His face broke into a shocked grin. "It would have been completely inappropriate! She was grieving the death of her husband. He only died less than a week ago."
"All right. Anything else?"
"Anything else? No. That's ... well, I tried the solitude thing for about two seconds yesterday, but I just gave up and went over to spend the evening with House. I think I have a serious problem here. I just don't know what it is. I'm not histrionic, I'm completely okay with not being the center of attention-in fact I would prefer not to be. My life has fallen apart but I'm not depressed. There aren't any mood swings--"
"Please don't read the DSM-Four for answers about yourself." She smiled. "You don't have a mood disorder, and I certainly don't believe you have a psychosis."
"You don't have a diagnosis?" he asked, shocked.
"This isn't about diagnosing you. You're troubled, and we're here to work through that, together."
"You think I'm blowing it all out of proportion. The fact that I resisted going home with Kathy means I'm perfectly normal, and this is all about my having too much time on my hands or something."
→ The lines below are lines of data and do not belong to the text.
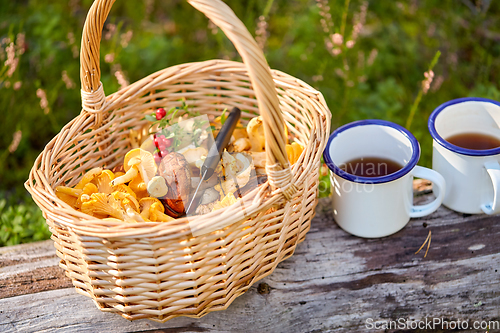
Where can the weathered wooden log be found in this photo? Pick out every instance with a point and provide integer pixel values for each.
(334, 282)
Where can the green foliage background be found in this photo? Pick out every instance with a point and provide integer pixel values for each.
(404, 35)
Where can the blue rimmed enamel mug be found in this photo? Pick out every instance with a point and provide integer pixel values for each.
(374, 207)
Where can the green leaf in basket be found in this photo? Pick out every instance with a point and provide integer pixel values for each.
(150, 117)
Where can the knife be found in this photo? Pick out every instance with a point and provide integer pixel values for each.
(215, 153)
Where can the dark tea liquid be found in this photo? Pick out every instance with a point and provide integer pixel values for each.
(370, 166)
(476, 141)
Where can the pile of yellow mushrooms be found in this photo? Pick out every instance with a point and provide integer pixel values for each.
(131, 195)
(120, 195)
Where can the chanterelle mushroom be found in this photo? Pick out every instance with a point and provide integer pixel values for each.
(255, 130)
(145, 204)
(103, 181)
(137, 160)
(156, 213)
(99, 204)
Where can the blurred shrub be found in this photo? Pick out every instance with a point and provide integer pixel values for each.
(368, 58)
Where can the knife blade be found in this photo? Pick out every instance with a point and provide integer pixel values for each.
(215, 153)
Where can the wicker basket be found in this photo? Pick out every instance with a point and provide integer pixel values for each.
(157, 270)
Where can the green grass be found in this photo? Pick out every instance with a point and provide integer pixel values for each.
(380, 76)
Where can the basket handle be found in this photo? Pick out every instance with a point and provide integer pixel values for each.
(93, 97)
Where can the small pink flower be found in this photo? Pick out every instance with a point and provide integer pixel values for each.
(16, 139)
(336, 51)
(337, 39)
(109, 58)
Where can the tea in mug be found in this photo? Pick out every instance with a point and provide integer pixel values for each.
(370, 166)
(475, 141)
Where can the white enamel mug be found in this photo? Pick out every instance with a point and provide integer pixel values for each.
(472, 176)
(374, 207)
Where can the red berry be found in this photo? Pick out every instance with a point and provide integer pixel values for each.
(160, 113)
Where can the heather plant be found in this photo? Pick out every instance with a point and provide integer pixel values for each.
(367, 57)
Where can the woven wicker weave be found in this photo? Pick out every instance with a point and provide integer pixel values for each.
(160, 270)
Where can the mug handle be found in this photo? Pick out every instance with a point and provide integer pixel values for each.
(437, 180)
(493, 169)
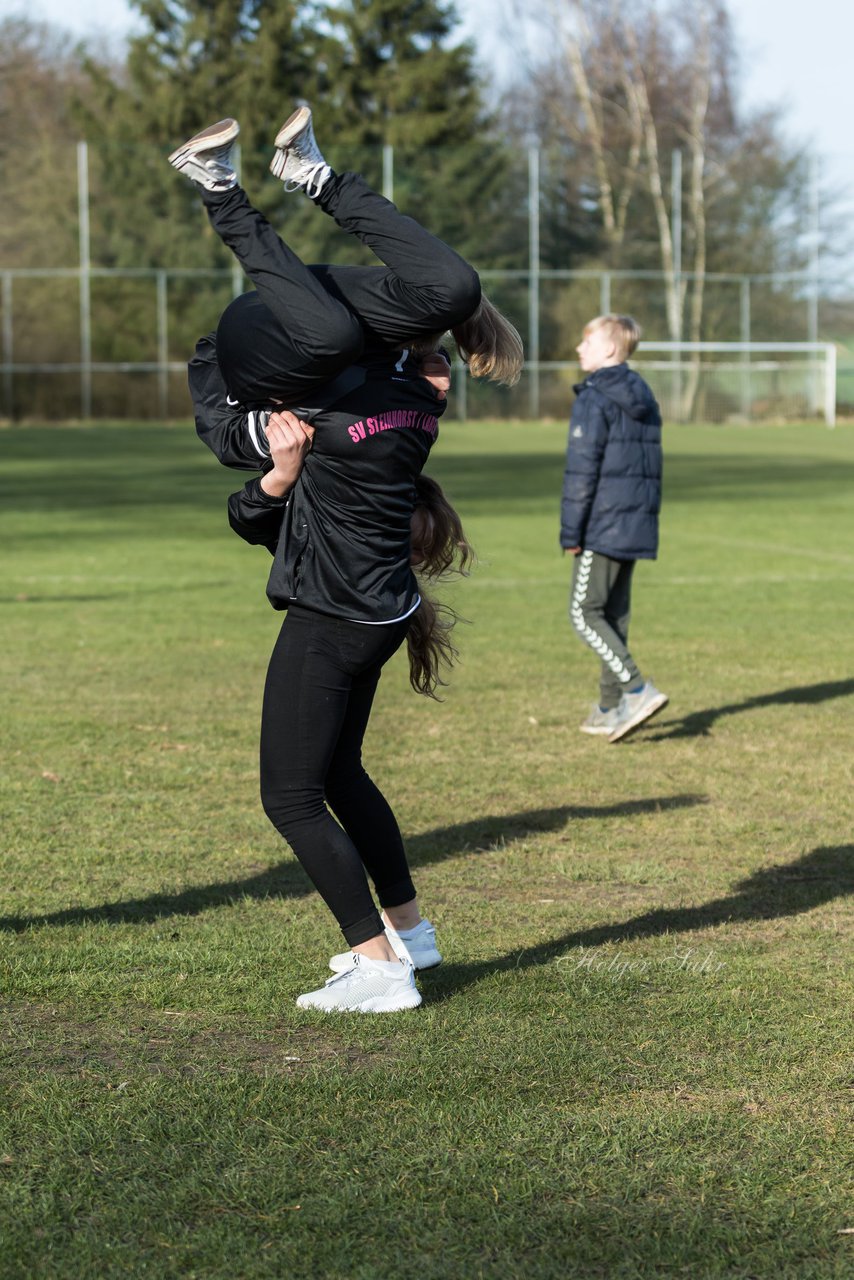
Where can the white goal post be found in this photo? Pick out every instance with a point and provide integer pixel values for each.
(741, 380)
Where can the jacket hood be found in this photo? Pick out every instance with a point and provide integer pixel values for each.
(628, 389)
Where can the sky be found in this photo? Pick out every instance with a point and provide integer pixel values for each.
(803, 64)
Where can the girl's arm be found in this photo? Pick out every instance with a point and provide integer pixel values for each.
(256, 511)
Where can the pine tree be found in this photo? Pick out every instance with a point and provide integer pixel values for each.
(392, 74)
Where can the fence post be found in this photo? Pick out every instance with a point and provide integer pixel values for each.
(676, 240)
(8, 343)
(85, 266)
(604, 293)
(163, 346)
(745, 357)
(534, 279)
(388, 170)
(814, 284)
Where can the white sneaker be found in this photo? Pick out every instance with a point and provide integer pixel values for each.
(297, 159)
(418, 946)
(366, 987)
(599, 721)
(636, 708)
(206, 158)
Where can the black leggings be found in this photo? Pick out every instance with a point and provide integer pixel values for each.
(318, 699)
(304, 325)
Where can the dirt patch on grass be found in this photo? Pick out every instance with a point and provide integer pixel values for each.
(36, 1038)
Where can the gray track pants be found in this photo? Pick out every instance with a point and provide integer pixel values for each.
(599, 611)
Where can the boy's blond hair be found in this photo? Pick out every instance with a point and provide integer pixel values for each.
(622, 330)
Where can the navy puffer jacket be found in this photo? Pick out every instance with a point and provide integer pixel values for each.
(613, 462)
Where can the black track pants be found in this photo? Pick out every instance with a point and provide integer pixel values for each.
(319, 693)
(599, 611)
(302, 324)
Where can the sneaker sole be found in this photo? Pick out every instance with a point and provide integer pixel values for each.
(639, 718)
(419, 968)
(293, 124)
(215, 135)
(394, 1004)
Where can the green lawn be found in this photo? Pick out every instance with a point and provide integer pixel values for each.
(635, 1060)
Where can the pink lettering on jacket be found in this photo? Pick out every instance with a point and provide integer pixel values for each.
(394, 420)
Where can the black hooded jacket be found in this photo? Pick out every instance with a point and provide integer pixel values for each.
(341, 538)
(613, 467)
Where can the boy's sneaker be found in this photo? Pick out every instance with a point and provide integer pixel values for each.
(599, 721)
(636, 708)
(297, 159)
(366, 987)
(416, 946)
(206, 158)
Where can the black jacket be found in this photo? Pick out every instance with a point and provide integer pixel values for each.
(613, 467)
(341, 539)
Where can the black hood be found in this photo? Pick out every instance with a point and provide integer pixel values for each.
(628, 389)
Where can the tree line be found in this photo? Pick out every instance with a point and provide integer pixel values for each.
(612, 97)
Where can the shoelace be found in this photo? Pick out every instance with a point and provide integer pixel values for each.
(305, 178)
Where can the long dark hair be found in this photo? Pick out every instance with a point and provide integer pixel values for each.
(439, 549)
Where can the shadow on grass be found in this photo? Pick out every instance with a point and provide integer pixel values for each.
(124, 594)
(699, 723)
(818, 877)
(288, 880)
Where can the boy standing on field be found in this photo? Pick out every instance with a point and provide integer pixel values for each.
(610, 515)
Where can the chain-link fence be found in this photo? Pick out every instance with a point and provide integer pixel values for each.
(108, 337)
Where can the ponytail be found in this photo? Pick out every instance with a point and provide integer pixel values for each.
(489, 344)
(439, 549)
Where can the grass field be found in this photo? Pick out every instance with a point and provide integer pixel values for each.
(635, 1060)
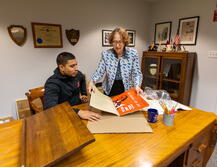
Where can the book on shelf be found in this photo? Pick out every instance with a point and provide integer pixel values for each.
(120, 105)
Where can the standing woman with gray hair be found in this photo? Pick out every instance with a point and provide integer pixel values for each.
(120, 65)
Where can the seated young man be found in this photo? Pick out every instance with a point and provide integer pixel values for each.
(67, 84)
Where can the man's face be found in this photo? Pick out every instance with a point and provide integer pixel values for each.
(70, 68)
(118, 44)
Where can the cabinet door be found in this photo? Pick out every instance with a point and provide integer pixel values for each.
(170, 78)
(151, 72)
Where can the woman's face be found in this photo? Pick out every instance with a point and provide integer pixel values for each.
(118, 44)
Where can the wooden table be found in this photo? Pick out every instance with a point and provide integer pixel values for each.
(188, 143)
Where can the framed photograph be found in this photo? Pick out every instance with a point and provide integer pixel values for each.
(132, 36)
(47, 35)
(105, 37)
(188, 28)
(162, 33)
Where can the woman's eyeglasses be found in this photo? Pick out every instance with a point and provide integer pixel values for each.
(117, 42)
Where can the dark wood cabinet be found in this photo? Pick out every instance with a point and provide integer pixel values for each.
(170, 71)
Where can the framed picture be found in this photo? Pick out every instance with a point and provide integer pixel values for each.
(105, 37)
(47, 35)
(132, 36)
(162, 33)
(188, 28)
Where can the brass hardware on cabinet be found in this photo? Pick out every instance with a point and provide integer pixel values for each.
(196, 163)
(201, 148)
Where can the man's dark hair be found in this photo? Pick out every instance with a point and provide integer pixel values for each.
(63, 57)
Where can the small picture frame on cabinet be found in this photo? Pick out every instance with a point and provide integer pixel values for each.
(188, 28)
(162, 33)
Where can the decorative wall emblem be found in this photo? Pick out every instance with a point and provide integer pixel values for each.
(73, 36)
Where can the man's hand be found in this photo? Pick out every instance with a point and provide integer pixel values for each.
(83, 98)
(139, 90)
(90, 87)
(89, 115)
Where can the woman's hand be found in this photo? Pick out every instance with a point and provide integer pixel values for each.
(83, 98)
(91, 86)
(139, 90)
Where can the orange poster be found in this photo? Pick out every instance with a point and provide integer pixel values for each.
(128, 102)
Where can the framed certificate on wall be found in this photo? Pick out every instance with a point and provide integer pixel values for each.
(47, 35)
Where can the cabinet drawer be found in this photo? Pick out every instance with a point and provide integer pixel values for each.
(198, 149)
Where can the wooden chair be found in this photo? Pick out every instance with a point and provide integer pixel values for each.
(36, 99)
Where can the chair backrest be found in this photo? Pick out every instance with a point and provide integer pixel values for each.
(33, 96)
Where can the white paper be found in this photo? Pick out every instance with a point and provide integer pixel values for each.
(155, 104)
(131, 123)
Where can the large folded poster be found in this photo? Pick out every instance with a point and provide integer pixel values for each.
(122, 104)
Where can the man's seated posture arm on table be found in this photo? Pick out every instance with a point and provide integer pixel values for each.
(67, 84)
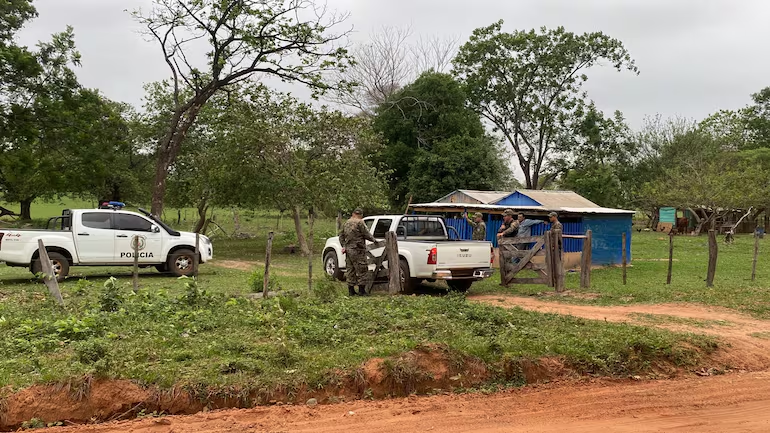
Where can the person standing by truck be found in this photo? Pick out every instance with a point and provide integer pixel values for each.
(479, 226)
(353, 237)
(505, 239)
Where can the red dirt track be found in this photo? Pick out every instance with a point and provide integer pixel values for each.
(735, 402)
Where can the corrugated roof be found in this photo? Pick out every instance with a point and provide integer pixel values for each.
(554, 199)
(499, 209)
(486, 197)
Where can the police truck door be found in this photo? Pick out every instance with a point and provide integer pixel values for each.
(133, 228)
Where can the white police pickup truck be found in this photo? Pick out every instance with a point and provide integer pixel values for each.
(104, 237)
(425, 250)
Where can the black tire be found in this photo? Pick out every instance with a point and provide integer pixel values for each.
(181, 262)
(61, 266)
(332, 266)
(408, 284)
(459, 285)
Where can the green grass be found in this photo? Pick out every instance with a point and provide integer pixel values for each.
(213, 335)
(646, 282)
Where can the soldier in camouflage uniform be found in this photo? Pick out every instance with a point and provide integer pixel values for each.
(353, 237)
(505, 241)
(479, 226)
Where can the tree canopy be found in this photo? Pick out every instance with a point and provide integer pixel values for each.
(435, 144)
(528, 84)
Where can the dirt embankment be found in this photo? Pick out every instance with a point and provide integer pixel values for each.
(746, 341)
(733, 402)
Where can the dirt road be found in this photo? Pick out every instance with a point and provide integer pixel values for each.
(735, 402)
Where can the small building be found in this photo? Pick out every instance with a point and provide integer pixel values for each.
(576, 213)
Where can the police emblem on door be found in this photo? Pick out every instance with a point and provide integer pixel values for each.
(138, 243)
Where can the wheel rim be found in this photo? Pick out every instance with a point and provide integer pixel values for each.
(183, 263)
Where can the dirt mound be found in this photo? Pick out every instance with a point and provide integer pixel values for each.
(735, 402)
(424, 370)
(743, 348)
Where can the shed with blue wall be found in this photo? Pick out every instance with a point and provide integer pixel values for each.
(576, 213)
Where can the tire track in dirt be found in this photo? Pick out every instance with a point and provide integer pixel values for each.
(740, 349)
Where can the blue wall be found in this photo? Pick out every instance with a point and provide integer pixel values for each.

"No, I wouldn't say that, at all. I believe that what's troubling you is very real, and the fact that you described yourself as a womanizer-if that sort of behavior were to continue, I can agree that it would become problematic for you. I think we can find out what's at the source of that behavior, and work for a change that will be satisfying to you."
"How do we do that?"
Beth glanced at the clock. "I think on Wednesday at your regular appointment we will focus on your background and how you got to be where you are now. To prepare for that meeting, I wonder if you would give me permission to get some of your history from your previous counselors?"
"You want to talk with my old counselors."
"If you give me permission to do so. I will form my own opinion, but it can help to draw on the information gathered about you at a previous time. However, if you would prefer that I not--"
Wilson raised a hand to stop her from finishing the sentence. "It's fine. I have no problem with you asking them about me. I'm just not used to that kind of question. May I ask you--what's your discipline? You don't seem to have the same approach as anyone I've ever met, including the psych professionals I've worked with in the hospital."
While Wilson drew a slender address book from his breast pocket, Beth smiled. "Not a single school. I suppose I draw on existentialist therapy rather heavily, but mostly what I care about is what helps my clients, so I just look for that."
He copied out for her the name of a counselor his second wife had insisted they see. "I don't know how helpful this will be." She took the paper from him, and he put away the address book. "In fact I don't know if she's even there any more. But you can talk to her if you find her."